The modulation of proteomics and antioxidant stress is involved in the effect of nitazoxanide against Japanese encephalitis virus in vitro.

Japanese encephalitis virus (JEV) is a significant circulating arbovirus flavivirus and the primary cause of viral encephalitis in Asia. Previous studies have demonstrated that nitazoxanide (NTZ), an antiparasitic gastroenteritis medication classified as a thiazolide, exhibits efficacy against JEV both in vitro and in vivo. To explore the potential antiviral mechanisms, we employed Tandem Mass Tag (TMT)-based quantitative proteomics to identify differentially expressed proteins (DEPs) among three groups: Blank cell group, JEV-infected cell group, and JEV-infected cells treated with NTZ. Our analysis revealed that NTZ treatment led to the upregulation of 30 DEPs and downregulation of 54 DEPs in JEV-infected cells. Enrichment analysis using Gene Ontology (GO) and Kyoto Encyclopedia of Genes and Genomes (KEGG) indicated that these DEPs are involved in various biological processes and signaling pathways, including transport, localization, response to wounding, P53 pathway activation, and fatty acid metabolism-related pathways.
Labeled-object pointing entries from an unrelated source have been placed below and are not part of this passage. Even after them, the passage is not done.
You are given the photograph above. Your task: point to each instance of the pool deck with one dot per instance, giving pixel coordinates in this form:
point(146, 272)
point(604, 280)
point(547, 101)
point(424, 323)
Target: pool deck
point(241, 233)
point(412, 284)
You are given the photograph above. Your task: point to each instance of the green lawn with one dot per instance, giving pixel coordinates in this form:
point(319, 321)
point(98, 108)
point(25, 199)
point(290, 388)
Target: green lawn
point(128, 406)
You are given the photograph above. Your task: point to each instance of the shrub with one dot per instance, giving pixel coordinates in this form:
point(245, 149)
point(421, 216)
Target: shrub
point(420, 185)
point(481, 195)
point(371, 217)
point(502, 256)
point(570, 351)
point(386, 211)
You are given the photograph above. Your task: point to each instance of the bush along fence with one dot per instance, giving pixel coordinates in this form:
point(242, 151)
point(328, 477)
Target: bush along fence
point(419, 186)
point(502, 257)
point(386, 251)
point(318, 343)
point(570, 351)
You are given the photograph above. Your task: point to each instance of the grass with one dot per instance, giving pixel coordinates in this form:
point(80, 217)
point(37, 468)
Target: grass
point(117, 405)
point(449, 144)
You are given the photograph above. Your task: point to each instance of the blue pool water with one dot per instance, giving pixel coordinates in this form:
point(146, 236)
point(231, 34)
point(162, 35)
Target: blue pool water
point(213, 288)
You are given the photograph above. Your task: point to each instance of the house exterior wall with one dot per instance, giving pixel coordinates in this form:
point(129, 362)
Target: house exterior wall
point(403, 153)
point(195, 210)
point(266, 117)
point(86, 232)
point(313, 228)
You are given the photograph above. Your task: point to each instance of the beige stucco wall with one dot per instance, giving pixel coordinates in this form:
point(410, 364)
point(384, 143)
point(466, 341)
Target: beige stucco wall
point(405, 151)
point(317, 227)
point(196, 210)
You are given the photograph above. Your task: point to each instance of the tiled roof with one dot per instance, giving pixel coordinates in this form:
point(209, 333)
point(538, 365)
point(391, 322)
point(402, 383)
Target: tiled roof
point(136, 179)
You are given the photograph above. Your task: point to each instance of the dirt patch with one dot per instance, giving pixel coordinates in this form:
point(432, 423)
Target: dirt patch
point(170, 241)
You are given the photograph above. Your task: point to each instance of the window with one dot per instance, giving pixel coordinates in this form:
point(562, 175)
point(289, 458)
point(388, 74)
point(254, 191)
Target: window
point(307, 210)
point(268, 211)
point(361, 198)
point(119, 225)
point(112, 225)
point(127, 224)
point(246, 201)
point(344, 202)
Moreover, we observed that the expression trend of TMX2, a protein associated with redox homeostasis, was consistent with findings from TMT-based quantitative proteomics. Further investigations into reactive oxygen species (ROS), mitochondrial membrane potential, antioxidant enzyme activity, and the KEAP1-NRF2 pathway demonstrated that NTZ effectively regulates the KEAP1-NRF2 pathway while suppressing oxidative stress induced by JEV infection. In conclusion, the proteomic data along with antioxidant stress results presented herein provide a foundational basis for further research into the molecular mechanisms and potential targets of NTZ against JEV.